HDP Eşgenel Başkanı Figen Yüksekdağ, partisinin grup toplantısında konuştu. Yüksekdağ, "Sözlerime geçen günlerde sınırda yaşamını kaybeden Kader Ortakaya'yı anarak başlamak istiyorum. Bütün kadınlar ve Türkiye ve dünya halkları nezdinde onun şehadeti hepimize verilmiş çok güçlü bir mesajdır. Kader Ortakaya sınırda barış için nöbet tutan halklarımızın iradesinin yeniden beyan edilmesi anlamına gelir. Ortakaya, sınırda yaşamını kaybeden 30 yurttaşımızı da yeniden anmak anlamına gelir" dedi.
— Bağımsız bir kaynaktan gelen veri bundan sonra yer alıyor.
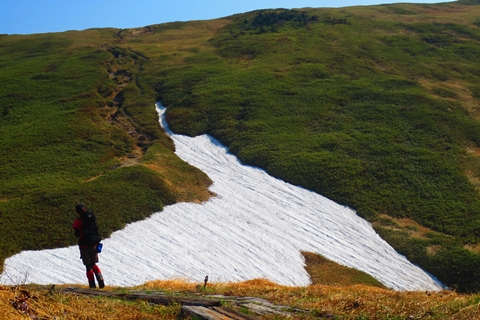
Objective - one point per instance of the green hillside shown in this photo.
(374, 107)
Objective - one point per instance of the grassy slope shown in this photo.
(374, 107)
(58, 147)
(318, 302)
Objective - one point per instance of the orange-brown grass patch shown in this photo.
(344, 302)
(16, 303)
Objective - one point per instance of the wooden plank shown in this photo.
(152, 298)
(203, 313)
(234, 314)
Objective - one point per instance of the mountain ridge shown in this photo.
(374, 107)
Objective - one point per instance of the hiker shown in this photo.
(86, 229)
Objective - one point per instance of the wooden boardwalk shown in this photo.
(200, 307)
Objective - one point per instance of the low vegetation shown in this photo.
(313, 302)
(374, 107)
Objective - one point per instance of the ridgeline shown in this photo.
(374, 107)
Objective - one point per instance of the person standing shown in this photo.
(86, 230)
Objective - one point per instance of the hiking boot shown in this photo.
(99, 277)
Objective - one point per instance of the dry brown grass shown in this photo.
(344, 302)
(16, 303)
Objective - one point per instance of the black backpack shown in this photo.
(90, 229)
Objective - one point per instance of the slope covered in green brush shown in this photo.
(374, 107)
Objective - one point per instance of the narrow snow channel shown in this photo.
(255, 227)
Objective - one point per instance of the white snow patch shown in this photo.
(255, 228)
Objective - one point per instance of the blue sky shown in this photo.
(41, 16)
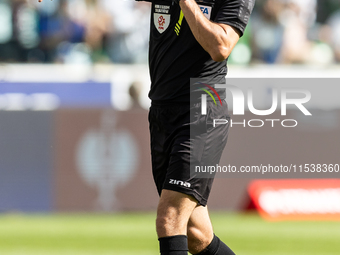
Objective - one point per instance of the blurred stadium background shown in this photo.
(75, 172)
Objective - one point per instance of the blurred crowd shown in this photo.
(116, 31)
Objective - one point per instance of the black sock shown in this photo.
(174, 245)
(216, 247)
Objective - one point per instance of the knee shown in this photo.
(197, 240)
(169, 222)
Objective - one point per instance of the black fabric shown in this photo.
(174, 150)
(173, 245)
(216, 247)
(174, 54)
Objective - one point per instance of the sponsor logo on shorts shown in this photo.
(181, 183)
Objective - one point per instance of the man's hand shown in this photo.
(215, 38)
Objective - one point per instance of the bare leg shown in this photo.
(173, 213)
(200, 232)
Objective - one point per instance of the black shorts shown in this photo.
(171, 146)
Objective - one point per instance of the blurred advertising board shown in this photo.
(297, 199)
(50, 95)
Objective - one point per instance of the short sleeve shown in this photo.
(235, 13)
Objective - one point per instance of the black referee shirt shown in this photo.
(174, 54)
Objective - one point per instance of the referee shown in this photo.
(188, 39)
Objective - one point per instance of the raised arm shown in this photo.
(216, 38)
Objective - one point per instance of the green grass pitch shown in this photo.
(134, 234)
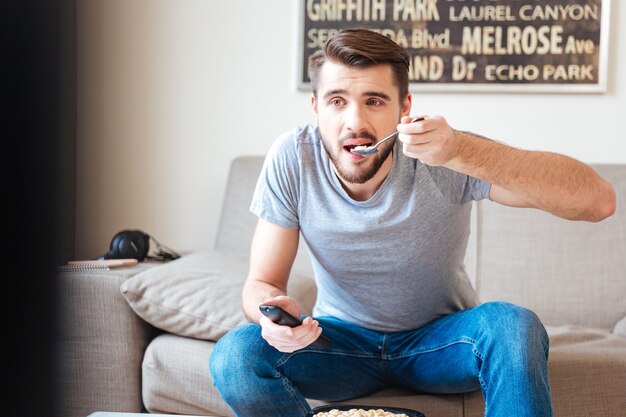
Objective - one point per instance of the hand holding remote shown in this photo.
(290, 341)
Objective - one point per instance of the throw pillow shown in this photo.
(198, 295)
(620, 328)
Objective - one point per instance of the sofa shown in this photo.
(140, 339)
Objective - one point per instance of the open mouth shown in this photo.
(351, 146)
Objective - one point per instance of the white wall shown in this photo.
(170, 91)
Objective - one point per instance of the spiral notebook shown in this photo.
(100, 264)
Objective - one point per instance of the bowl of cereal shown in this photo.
(352, 410)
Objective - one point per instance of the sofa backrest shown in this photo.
(567, 272)
(237, 223)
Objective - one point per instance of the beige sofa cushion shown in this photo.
(196, 296)
(620, 328)
(199, 295)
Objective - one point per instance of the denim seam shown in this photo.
(466, 340)
(286, 357)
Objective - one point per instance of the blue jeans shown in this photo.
(497, 347)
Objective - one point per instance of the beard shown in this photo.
(366, 168)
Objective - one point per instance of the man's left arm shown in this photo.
(548, 181)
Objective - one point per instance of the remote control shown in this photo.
(281, 317)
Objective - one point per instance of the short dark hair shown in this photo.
(362, 48)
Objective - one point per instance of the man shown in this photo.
(387, 235)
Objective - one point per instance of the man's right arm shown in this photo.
(272, 254)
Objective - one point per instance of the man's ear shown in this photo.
(314, 106)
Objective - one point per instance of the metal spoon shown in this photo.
(371, 150)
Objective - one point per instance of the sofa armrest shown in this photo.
(101, 343)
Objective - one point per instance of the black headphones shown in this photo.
(136, 244)
(128, 244)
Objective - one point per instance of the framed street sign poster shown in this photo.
(477, 45)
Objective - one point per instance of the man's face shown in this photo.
(357, 107)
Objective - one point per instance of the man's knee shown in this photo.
(234, 354)
(515, 325)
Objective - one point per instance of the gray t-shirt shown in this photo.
(391, 263)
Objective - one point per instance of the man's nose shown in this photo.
(356, 120)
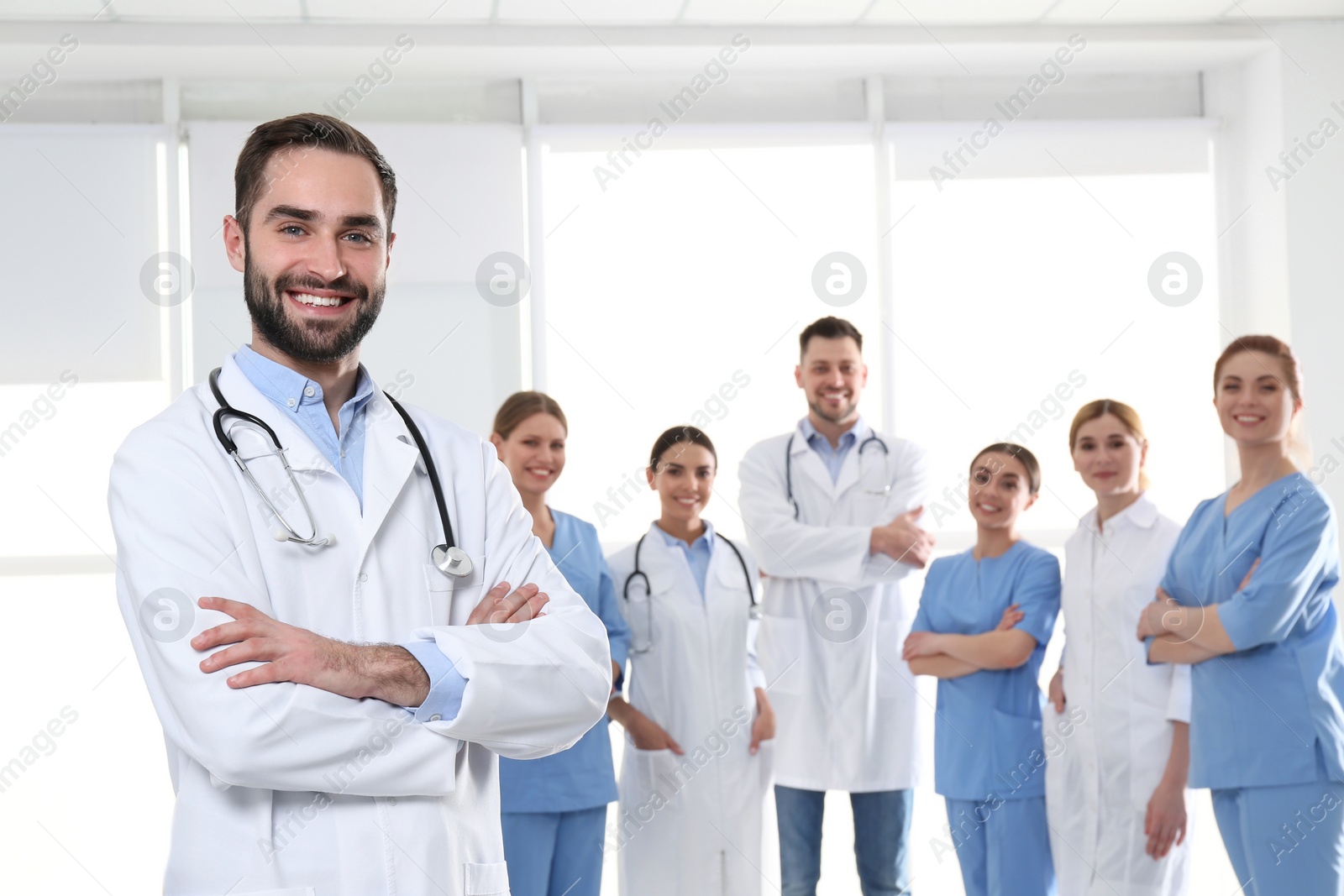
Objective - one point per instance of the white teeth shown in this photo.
(323, 301)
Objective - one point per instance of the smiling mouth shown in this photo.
(318, 301)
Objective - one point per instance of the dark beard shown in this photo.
(308, 342)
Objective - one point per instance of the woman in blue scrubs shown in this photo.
(1247, 600)
(984, 620)
(554, 809)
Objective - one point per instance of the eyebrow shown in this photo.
(367, 222)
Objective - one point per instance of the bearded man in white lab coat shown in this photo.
(331, 710)
(830, 511)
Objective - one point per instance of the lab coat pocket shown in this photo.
(438, 589)
(487, 879)
(893, 674)
(781, 647)
(648, 774)
(1019, 757)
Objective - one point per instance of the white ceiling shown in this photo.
(644, 13)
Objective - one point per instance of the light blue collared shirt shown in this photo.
(291, 391)
(832, 457)
(696, 553)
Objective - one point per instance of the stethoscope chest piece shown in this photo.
(452, 560)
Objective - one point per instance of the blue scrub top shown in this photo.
(581, 777)
(1258, 714)
(987, 732)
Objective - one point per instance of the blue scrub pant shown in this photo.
(550, 853)
(1003, 846)
(1285, 840)
(880, 840)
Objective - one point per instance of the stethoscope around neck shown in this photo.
(875, 486)
(753, 611)
(449, 558)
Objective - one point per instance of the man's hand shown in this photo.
(904, 540)
(289, 653)
(763, 728)
(501, 606)
(1011, 617)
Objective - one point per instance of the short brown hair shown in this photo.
(1269, 345)
(828, 328)
(680, 436)
(1027, 458)
(519, 406)
(1126, 416)
(306, 132)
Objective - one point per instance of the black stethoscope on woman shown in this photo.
(754, 613)
(449, 558)
(877, 486)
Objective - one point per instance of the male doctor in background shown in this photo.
(306, 759)
(830, 511)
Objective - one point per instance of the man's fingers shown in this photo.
(249, 651)
(530, 610)
(226, 633)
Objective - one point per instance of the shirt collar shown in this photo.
(847, 438)
(706, 537)
(289, 389)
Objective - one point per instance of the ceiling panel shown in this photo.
(776, 13)
(401, 11)
(589, 11)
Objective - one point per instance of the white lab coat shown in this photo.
(835, 617)
(1102, 768)
(286, 790)
(691, 824)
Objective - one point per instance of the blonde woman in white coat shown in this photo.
(696, 765)
(1119, 745)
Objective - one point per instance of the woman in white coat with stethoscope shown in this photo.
(696, 763)
(1119, 763)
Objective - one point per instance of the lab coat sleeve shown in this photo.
(445, 683)
(1294, 564)
(1178, 699)
(911, 490)
(790, 550)
(534, 688)
(609, 610)
(179, 537)
(756, 674)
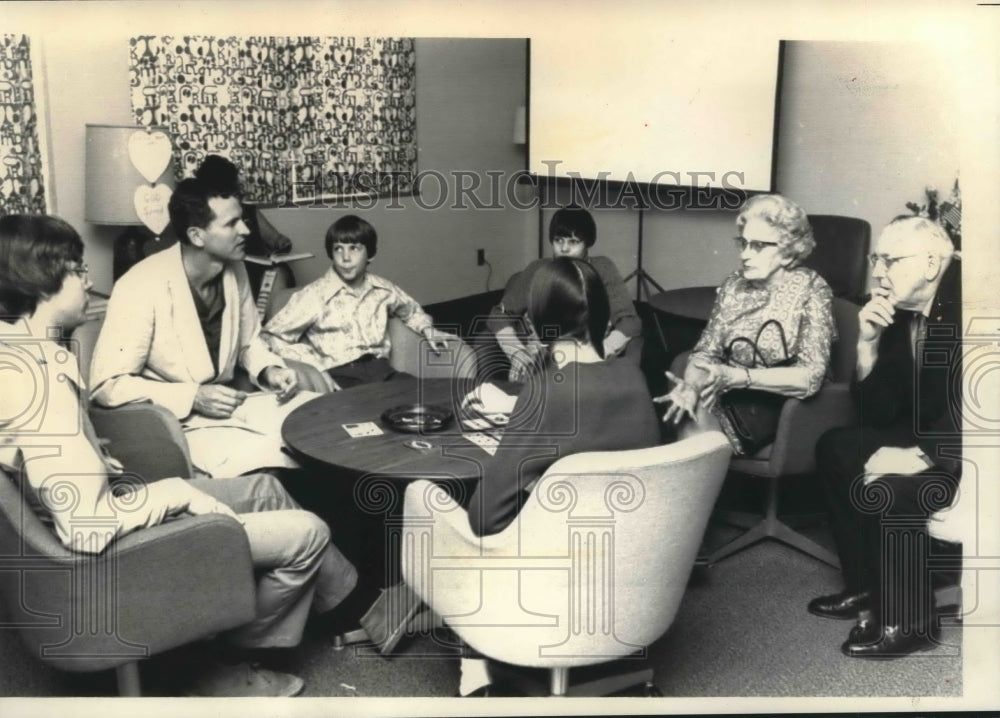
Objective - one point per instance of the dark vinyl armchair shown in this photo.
(148, 592)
Radikal’de yer alan habere göre, Figen Yüksekdağ, "Halklarımız sınırda onurlu bir eyleme imza attı ama IŞİD'çileri dostça uyaranlar barış nöbeti tutanlara aynı dostluğu göstermedi. Kobani direnişini hazmedemeyenler gittikçe daha fazla ölüm çizgisine yöneliyorlar. Kobani direnişini ve kantonlarını yaşatmak için yapılan eylemler her gün daha fazla saldırı ile karşı karşıya kalıyorlar. Sınırda nöbet tutan kardeşlerimizi ve Kobani'de direnenleri selamlıyorum. Bu sınırları anlamsızlaştıran, halklarımızın öz gücünü gösteren direniş tüm dünya halklarına demokrasi dersi vermiştir. Onur ve demokrasi için yola çıkanlar hiçbir sınırı tanımazlar. Kobani direnişi 2 aydan bu yana çok güçlü bir iradeyle kendisini ortaya koymaya devam ediyor. Bu irade karşısında bölgesel saldırganlık odakları Rojava kantonlarında yeşeren yeni yaşam alanlarına saldırıyor. Kobani'deki kazanımı hazmedemeyen güçler saldırıda kendilerine yeni kanallar açma arayışına girdiler. Kobani'yi yenemeyenler gözlerini Afrin Kantonu'na dikmiş durumdalar, El-Nusra gözünü Afrin'e dönmüş durumda. Türkiye'deki siyasi iktidar Kobani'de umduğunu bulamayınca Afrin'de bulmaya çalışıyor. Eğitip donattıkları El-Nusra - IŞİD çeteleri bölgeyi yangın yerine çevirdi, söndürmek için halklarımızın öz gücüne dayanan bir direniş sürüyor. Kobani'deki direniş başaramayacaklarının en büyük kanıtıdır. Kobani'de yenilenler Afrin'e saldıracaksa bugünden yenilmiş sayılırlar" diye konuştu.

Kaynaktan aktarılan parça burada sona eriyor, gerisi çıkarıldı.